3 minutes
My self-hosted TextToSpeech setup
For a while, I had been using a simple keyboard shortcut for xclip -o | espeak-ng
as my TextToSpeech setup. I mostly use it in-browser, highlighting text and using the shortcut to speak the highlighted text.
I have been meaning to update it, get more modern voices and make it easier to setup on heterogenous environments (fancy way to say I struggle to have reliable hotkey actions on my work macbook).
After setting up a voice assistant on homeassistant using piper, and being impressed with the quality of the voices, I decided to give piper a go.
New Setup
I am now using this simple Firefox Addon I built to grab the highlighted text, and send it to this API wrapper I built around the piper binary.
Firefox Addon
The addon simply adds a keyboard shortcut and context menu. When executed, the addon’s background script sends the highlighted text to the TTS API through a POST
request (along with the saved voice and speech speed preferences) to the /api/stream
endpoint.
The API instantly returns a unique URL for the stream. The Addon then injects through the content script an audio player pointing to the returned URL into the current page. It then starts the playback.

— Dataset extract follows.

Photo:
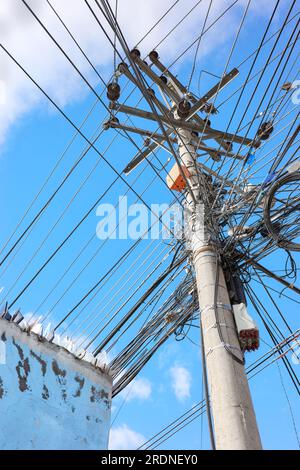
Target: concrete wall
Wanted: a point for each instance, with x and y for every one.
(49, 399)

I initially tried relying only on the background script to play the speech, but audio playback would get cut after a few seconds (it seems background scripts are not meant to run for this long). Combining the background script with a content script turned out to be a better option with the UI allowing the user some control on the playback.
Piper API Wrapper
The /api/stream
endpoint accepts POST
requests with playback options (voice, speed, …) and text. It assigns a UUID
to the request, saves it in memory, and returns a URL referencing this stream UUID
.
When a stream UUID
url is accessed, the options are fetched from the cache and passed to the piper
binary to start generating the raw audio.
Streaming compatible WAV headers are sent back to the client. Raw audio chunks are sent back to the client as soon piper
starts generating them.
The /api/stream
endpoint returning a unique stream URL trick allows us to easily play the audio in the browser using an <audio>
tag (which performs a GET
request).
I initially opted for an HTTP to wyoming bridge. This worked fine, but wyoming was un unnecessary overhead, and waited for the full text to be processed to start returning audio, resulting in long delays (especially running this on a raspi) before the TTS started its speaking.
Calling directly the piper binary from my wrapper allowed me to pass the --output-raw
flag, and start getting audio data much earlier, streaming it back to the client without waiting for entire potentially large text to be processed.
Final thoughts
Even with streaming, there’s still slightly more delay on speech start with piper compared to the local xclip
to espeak
. YMMV if you use a beefier box than me.
Overall I like the in-browser integration and the html interface on gopipertts if I need to quickly TTS from a non browser source.
The piper voices are a real improvement over what espeak
provides… In English.
French is a different story… or perhaps this is what we sound like when saying “tartine”?